Trump might approve sell USD600 million fighter jets to Nigeria

Trump might approve sell USD600 million fighter jets to Nigeria

According to a Bloomberg report, president Donald Trump would approve fighter jets worth about USD600 million to Nigeria.

The website quoted people with the knowledge of the matter who pleaded anonymity that Trump will approve the deal which was pauses by former President Barack Obama after Nigerian soldiers mistakenly killed over 200 civilians in an air strike in North East Nigeria.

The sale will let Nigeria buy up to 12 Embraer A-29 Super Tucano aircraft from Colorado-based Sierra Nevada Corp., according to officials who were briefed on the matter but spoke on condition of anonymity because they were not authorized to discuss it publicly. The aircraft come with sophisticated targeting equipment that the U.S says will help Nigeria fight terrorism, trafficking, insurgency and illicit trade.

The move is Trump’s latest to arm countries despite questionable rights records in some cases. On his first trip abroad as president, Trump announced a $110 billion sale of military equipment to Saudi Arabia, including precision-guided munitions that Obama had cut off over concerns about high rates of civilian casualties in Yemen. Saudi Arabia is at war with Iranian-backed Shiite rebels in Yemen.

Despite approving the sale to Nigeria, the U.S. is keeping up the pressure on Buhari’s government to improve its forces’ human rights practices and ensure accountability for violators, a U.S. official said. The aim of the sale is to help Nigeria and its neighbors strengthen their ability to fight Boko Haram and an Islamic State group affiliate in West Africa. Other countries in the region fighting similar threats already have the Super Tucano, the official noted.
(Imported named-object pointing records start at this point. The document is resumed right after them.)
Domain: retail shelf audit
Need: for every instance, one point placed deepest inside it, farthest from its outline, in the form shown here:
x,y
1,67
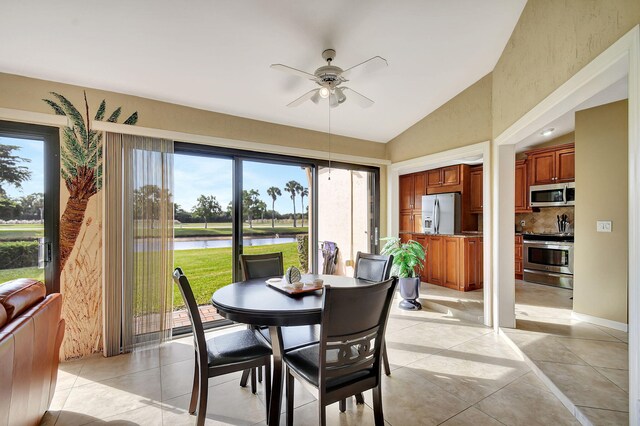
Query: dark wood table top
x,y
254,302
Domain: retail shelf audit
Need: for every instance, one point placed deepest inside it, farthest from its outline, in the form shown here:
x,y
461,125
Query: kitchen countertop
x,y
467,234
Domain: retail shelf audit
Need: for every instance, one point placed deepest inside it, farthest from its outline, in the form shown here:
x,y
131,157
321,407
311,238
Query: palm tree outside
x,y
292,188
304,192
274,192
81,165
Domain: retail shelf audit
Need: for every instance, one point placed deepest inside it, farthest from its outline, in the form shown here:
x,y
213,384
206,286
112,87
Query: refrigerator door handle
x,y
436,216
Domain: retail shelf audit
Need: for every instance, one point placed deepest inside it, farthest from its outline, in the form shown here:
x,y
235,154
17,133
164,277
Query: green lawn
x,y
12,274
226,231
210,269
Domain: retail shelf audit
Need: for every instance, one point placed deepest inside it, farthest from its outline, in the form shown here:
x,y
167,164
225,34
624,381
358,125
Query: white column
x,y
503,214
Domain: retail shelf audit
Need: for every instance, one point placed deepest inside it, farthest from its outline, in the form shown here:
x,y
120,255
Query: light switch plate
x,y
603,226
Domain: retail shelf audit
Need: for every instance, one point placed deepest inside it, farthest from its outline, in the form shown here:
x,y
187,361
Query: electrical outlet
x,y
603,226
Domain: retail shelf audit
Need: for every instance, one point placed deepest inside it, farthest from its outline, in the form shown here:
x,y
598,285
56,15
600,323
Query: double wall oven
x,y
548,259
The State Department notified Congress late Wednesday of its plans to approve the sale. That triggered a 30-day review period in which lawmakers can try to block the sale. While several Democrats in particular have raised concerns, Congress is unlikely to stop the administration from proceeding.

John Campbell, a Nigeria scholar at the Council on Foreign Relations, said concerns have receded somewhat as Nigeria has taken steps to address shortcomings, including granting the International Committee of the Red Cross access to some Nigerian detention facilities.

“There are signs of some progress,” Campbell said. Still, he said Nigeria had a “long way to go.”

If the sale goes forward, the U.S. will have to send employees or contractors to Nigeria to provide logistical support and train teams on how to use the aircraft. They also would provide guidance on international laws for protecting civilians, officials said.

Nigeria is Africa’s largest economy and the biggest consumer market with over 170 million people. The country’s economy has been stressed in recent times after a crash in global oil prices and militancy in the Niger Delta region cuts its public revenue by more 70% in 2016.

As the economy regains its stance from a year long recession, Nigeria is expected to have more resources to fight insurgency and criminal activities within its border.